Reinaldo Azevedo - VEJA
José
Luiz Datena, do “Brasil Urgente”, da Band, é um apresentador de
talento. Comporta-se diante das câmeras com grande desenvoltura. Faz um
programa de apelo popular, tentando emprestar certo sotaque de cidadania
ao mundo-canismo. Não fossem as misérias humanas, sei lá o que levaria
ao ar. Mas pretendo evitar o moralismo supostamente chique. Jornalistas
investigativos de política e mesmo os analistas, como sou, também
abordam, em certa medida, o mundo-cão, não é mesmo? Ou o petrolão é
outra coisa?
Claro! O
estilo, mais do que a informação, faz toda a diferença no tipo de
trabalho de Datena. O país parece sempre à beira do abismo. Não há
bondade no mundo. Um ser perverso está sempre a tramar contra o bem nas
trevas. Apresentadores de programas policiais costumam ter soluções
simples e geralmente erradas para problemas difíceis. Seus grandes
clientes são a indignação, a insegurança e o medo.
Datena
poderia continuar na televisão, onde deve ter audiência satisfatória
para o horário e salário rechonchudo. Mas resolveu cometer o erro
estúpido de se meter na política, onde não corre o menor risco de dar
certo — ainda que venha a ser bem-sucedido no esforço de se tornar
prefeito de São Paulo.
O homem
decidiu se filiar ao PP, que lhe ofereceu a legenda. Assim, o moralista e
sempre duro Datena pretende consertar os desmandos e disfunções da
cidade na condição de aliado de… Paulo Maluf, que tem, sem dúvida, uma
tradição e uma reputação na capital paulista.
Como não
gosta, certamente, de coisas erradas, ele já entra na política por cima.

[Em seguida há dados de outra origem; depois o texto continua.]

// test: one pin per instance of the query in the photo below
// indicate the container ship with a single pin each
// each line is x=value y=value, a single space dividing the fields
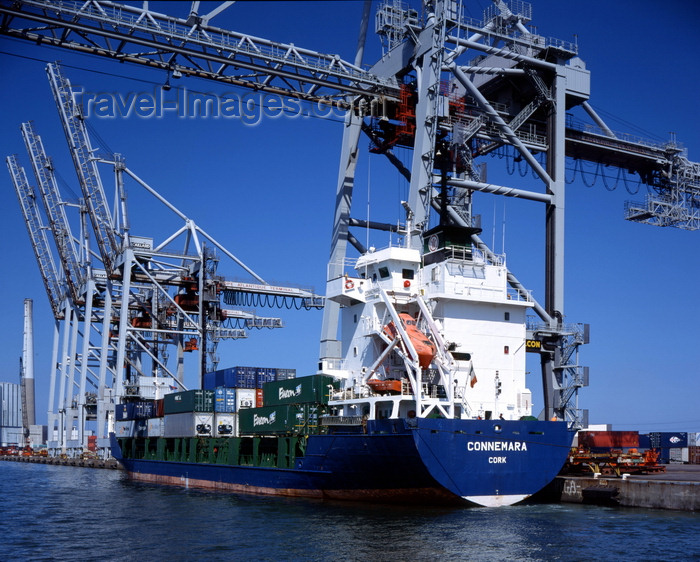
x=429 y=403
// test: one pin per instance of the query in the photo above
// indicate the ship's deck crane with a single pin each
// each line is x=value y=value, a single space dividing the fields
x=448 y=84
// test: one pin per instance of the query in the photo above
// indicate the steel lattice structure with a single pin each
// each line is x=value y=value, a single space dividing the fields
x=452 y=89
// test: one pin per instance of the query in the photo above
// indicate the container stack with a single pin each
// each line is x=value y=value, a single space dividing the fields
x=245 y=377
x=290 y=407
x=673 y=446
x=131 y=419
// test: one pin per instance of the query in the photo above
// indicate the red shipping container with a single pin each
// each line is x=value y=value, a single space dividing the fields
x=608 y=439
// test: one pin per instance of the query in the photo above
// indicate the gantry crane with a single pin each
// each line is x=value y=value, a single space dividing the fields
x=454 y=90
x=155 y=296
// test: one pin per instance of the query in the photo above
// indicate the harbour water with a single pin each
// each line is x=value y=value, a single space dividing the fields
x=67 y=513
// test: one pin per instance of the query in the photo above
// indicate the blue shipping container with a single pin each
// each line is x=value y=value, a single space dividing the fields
x=668 y=439
x=144 y=410
x=225 y=400
x=285 y=374
x=123 y=412
x=264 y=375
x=238 y=377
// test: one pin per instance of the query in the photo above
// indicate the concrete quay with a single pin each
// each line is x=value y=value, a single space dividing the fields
x=678 y=488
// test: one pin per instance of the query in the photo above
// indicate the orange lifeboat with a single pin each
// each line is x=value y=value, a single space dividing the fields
x=423 y=346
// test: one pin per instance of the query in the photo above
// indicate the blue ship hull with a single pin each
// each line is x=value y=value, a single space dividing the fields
x=417 y=460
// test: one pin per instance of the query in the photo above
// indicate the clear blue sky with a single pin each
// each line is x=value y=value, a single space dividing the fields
x=267 y=192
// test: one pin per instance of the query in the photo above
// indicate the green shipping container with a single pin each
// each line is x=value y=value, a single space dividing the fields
x=315 y=389
x=281 y=419
x=189 y=401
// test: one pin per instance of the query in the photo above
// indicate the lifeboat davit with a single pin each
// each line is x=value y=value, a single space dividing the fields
x=423 y=346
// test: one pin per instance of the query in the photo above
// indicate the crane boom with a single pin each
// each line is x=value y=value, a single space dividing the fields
x=192 y=47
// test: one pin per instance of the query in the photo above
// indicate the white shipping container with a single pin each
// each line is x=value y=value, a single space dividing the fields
x=155 y=427
x=245 y=398
x=188 y=424
x=225 y=425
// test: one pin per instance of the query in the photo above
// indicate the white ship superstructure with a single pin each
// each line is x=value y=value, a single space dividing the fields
x=452 y=302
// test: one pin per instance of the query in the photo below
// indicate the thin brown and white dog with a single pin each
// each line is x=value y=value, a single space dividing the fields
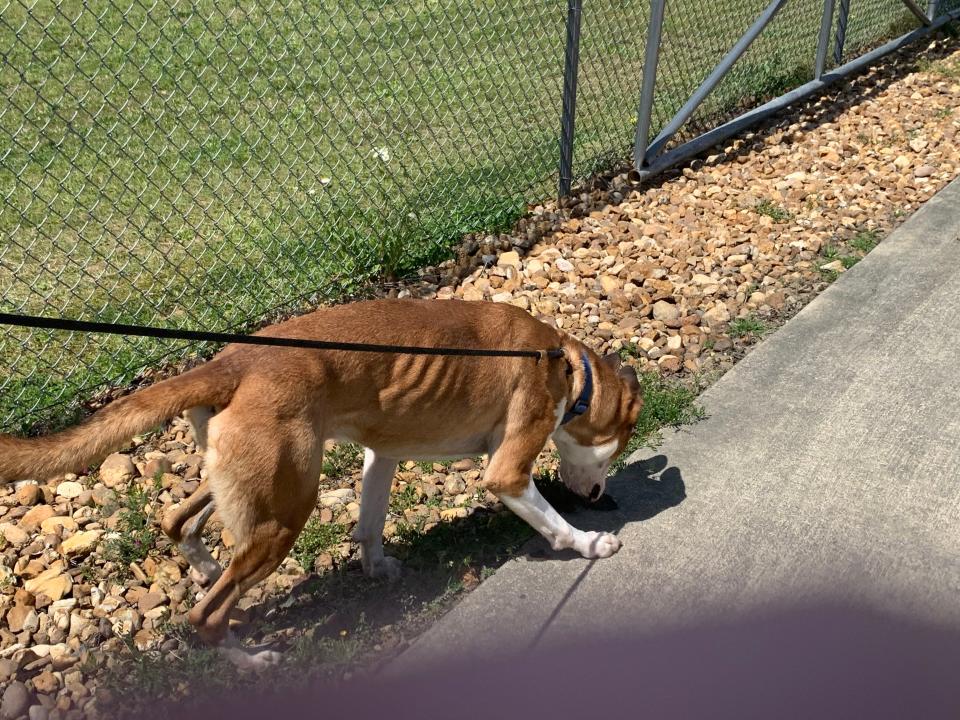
x=261 y=416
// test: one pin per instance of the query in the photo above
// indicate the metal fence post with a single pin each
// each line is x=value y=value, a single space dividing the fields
x=650 y=60
x=823 y=42
x=568 y=114
x=714 y=78
x=841 y=35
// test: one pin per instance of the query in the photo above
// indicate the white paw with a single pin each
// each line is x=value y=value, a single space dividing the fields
x=599 y=545
x=253 y=661
x=387 y=568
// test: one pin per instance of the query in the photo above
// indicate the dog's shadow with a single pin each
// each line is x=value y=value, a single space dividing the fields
x=454 y=556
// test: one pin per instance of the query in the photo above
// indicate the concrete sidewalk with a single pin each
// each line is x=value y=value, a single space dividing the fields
x=828 y=469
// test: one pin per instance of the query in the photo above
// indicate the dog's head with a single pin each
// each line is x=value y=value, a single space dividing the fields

Não tem militância partidária, não atuou até agora em nenhuma instância
da vida pública que não a comunicação, mas já começa pelo topo, como
candidato a gestor da maior cidade do país. Na política conforme a
entende Datena, há disputa pelo passe — mais ou menos como se emissoras
estivessem à cata de um talento.
Conversou
com esse, com aquele, com aquele outro, mas se decidiu pelo PP
malufista. No seu estilo de sempre, disse que só fez essa escolha porque
o partido lhe apresentou uma proposta “direta, honesta e reta”. O que
isso quer dizer? Não tenho a menor ideia. Segundo ele, no PP, não se
sentiu “usado”. É verdade, não é mesmo? Por que um partido quereria usar
um apresentador popular de TV para disputar a Prefeitura de São Paulo?
Tenham paciência!
Ainda não
estão claros os caminhos da disputa na cidade. Mas, em tese ao menos, o
deputado federal Celso Russomanno (PRB), apresentador da Record, também
disputará a cadeira de prefeito. Talvez seja o caso agora de a gente
esperar os nomes das demais emissoras. Quem sabe apareça alguém da TV a
cabo para acusar os outros de apelo popularesco, disputando o voto dos
universitários…
Não que a
política brasileira, entregue a profissionais, ande grande coisa. Todos
sabemos que não. Estamos mais para o lixo do que o luxo moral. Mas é
evidente que iniciativas dessa natureza só acrescentam certo caráter de
chanchada ao que já não vai bem. Gente como Datena vende ao distinto
público a ideia de que um prefeito pode, vamos dizer, ser tão olímpico
como ele próprio é em seu programa — embora, claro!, saiba que tem
restrições que não são do conhecimento dos telespectadores.
“Ah, esse
fala mesmo! Ele não tem papas na língua.” Lamento! Não é apanágio de um
bom homem público. Eu também não tenho. Aqui, na Folha ou na Jovem Pan.
Por isso mesmo, meu lugar não é a política. O político capaz tem de
lidar mais com a ética da responsabilidade — a teia de compromissos que
necessariamente assume; e é bom que os assuma — do que com a da
convicção, própria dos cidadãos.
Não ignoro
que eu próprio tenho a fala fácil e atraio e atenção de muita gente pela
dureza, clareza ou, vá lá, certeza dos meus erros. Cada um julgue como
quiser. Mas isso não me prepara para a vida pública, para a política. E o
mesmo vale para Datena. Ele deveria se poupar, e poupar a política,
desse vexame.
Datena, ouça
um bom conselho, eu lhe dou de graça: continue a ser um apresentador de
talento em vez de se entregar à má política.